Again we see that most of our time is spent in primitive recovery but also that a lot of time is spent copying memory. This was grouped into __nss_database_lookup in HPCToolkit. Unfortunately, getting a call stack out of the memcpy doesn't always work and so while you know you're spending a lot of time copying memory, it's not so obvious where those copies are occurring.

# Profiling With Charm++ Projections

To view trace data after a profiling run you must download Charm++'s Projections software from their website. If you encounter issues it may be necessary to clone the git repository and build the correct version from scratch. Note that the version of Charm++ used to compile SpECTRE should match the version of Projections used to analyze the trace data. You can collect the trace data on a different machine than the one you will be analyzing the data on. For example, you can collect the data on a supercomputer and analyze it on your desktop or laptop.

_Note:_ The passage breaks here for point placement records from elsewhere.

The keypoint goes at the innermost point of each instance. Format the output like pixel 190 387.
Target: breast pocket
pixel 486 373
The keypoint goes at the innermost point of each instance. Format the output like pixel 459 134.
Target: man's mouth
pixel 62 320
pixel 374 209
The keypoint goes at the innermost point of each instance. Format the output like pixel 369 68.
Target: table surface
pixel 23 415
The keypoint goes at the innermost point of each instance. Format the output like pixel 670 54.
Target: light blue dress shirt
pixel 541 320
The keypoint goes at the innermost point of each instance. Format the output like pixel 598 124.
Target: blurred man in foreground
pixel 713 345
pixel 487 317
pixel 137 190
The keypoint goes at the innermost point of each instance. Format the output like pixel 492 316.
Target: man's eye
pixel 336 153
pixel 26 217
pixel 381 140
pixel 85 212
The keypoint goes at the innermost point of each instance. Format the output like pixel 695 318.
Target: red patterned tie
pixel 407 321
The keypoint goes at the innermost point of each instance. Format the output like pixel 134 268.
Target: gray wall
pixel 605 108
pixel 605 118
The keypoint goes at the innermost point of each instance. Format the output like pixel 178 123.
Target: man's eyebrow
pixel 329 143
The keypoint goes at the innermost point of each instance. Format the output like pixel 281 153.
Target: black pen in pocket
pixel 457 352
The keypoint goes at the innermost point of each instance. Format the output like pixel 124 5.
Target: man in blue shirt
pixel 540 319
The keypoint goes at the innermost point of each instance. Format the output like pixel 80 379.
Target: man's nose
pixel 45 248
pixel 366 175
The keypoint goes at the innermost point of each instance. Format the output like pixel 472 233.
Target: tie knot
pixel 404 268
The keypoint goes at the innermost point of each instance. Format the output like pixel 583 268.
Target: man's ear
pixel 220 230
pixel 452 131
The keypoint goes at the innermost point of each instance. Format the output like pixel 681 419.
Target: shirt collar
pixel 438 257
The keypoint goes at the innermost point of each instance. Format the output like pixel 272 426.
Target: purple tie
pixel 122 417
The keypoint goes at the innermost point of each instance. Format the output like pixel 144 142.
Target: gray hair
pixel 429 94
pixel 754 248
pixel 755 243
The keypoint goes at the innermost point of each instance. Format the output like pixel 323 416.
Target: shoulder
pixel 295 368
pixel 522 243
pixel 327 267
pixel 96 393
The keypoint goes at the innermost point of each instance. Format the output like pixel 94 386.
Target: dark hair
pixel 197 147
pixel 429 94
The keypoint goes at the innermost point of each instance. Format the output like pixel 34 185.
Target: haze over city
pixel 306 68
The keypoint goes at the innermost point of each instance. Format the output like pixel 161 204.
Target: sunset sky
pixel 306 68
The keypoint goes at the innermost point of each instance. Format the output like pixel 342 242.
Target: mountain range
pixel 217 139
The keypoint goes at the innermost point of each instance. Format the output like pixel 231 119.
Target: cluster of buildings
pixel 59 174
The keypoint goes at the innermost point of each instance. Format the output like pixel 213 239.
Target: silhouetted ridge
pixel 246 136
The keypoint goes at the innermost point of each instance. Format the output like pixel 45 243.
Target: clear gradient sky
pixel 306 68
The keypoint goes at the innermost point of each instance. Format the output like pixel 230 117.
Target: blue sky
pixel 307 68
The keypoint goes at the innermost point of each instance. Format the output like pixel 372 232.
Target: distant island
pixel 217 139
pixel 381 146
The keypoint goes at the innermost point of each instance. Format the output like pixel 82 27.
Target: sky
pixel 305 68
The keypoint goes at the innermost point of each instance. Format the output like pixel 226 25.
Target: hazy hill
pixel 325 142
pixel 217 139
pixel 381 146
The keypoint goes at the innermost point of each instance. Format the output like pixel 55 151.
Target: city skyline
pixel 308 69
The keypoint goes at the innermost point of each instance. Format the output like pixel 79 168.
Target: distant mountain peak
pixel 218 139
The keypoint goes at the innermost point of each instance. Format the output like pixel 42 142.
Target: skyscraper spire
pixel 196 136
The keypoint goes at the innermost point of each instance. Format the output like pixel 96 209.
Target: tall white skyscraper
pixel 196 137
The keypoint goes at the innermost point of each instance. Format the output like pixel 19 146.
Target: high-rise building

For profiling you will want to use a production build of Charm++, which means compiling Charm++ with the --with-production flag. To enable trace collecting you must build with the --enable-tracing flag as well. For example, on a multicore 64-bit Linux machine the build command would be

./build LIBS multicore-linux-x86_64 gcc -j8 --with-production --enable-tracing

You must build your executable in Release mode as well, specifying -DCMAKE_BUILD_TYPE=Release to CMake, as well as

-DCHARM_TRACE_PROJECTIONS=ON -DCHARM_TRACE_SUMMARY=ON -DENABLE_PROFILING=ON

to enable SpECTRE to use Charm++'s tracing features.

## Running SpECTRE With Trace Output

When running SpECTRE you must specify a directory to output trace data into. This is done by adding the command line argument +traceroot DIR where DIR is the directory to dump the trace data into. Note that DIR must already exist, the application will not create it. For example,

./bin/EXEC --input-file ./Input.yaml +p4 +traceroot ./ExecTraces

You might get a warning that Charm++ had to flush the log some number of times during the run. Flushing the log adds overhead to the execution and so affects timing measurements. While Charm++ has the ability to manually flush the log periodically (and therefore exclude the time it takes to flush the log from the trace), we have not yet implemented support for this. For short executable runs you can increase the log size by specifying +logsize M when running the executable. The default log size is 1,000,000 (1000000). Note that if you increase the log size too much you will run out of memory/RAM.

For more information on runtime options to control trace data see the Charm++ Projections manual.

## Visualizing Trace %Data In Projections

By default Charm++ records entry method names by using the PRETTY_FUNCTION macro. This means entry method names include all class (parallel component) and action template parameter names, including any template parameters of the template parameters. This very quickly leads to incomprehensibly long names that are very difficult to read in the Projections interface. We include a basic Python executable to handle the majority of renames, but the executable supports additional basic (textual find-replace) and regular expression replacements via a JSON file. These additional replacements are useful for making executable-specific renames. The Python executable is tools/CharmSimplifyTraces.py and an example replacements file is tools/CharmTraceReplacements.json.

See the Charm++ Projections manual for details.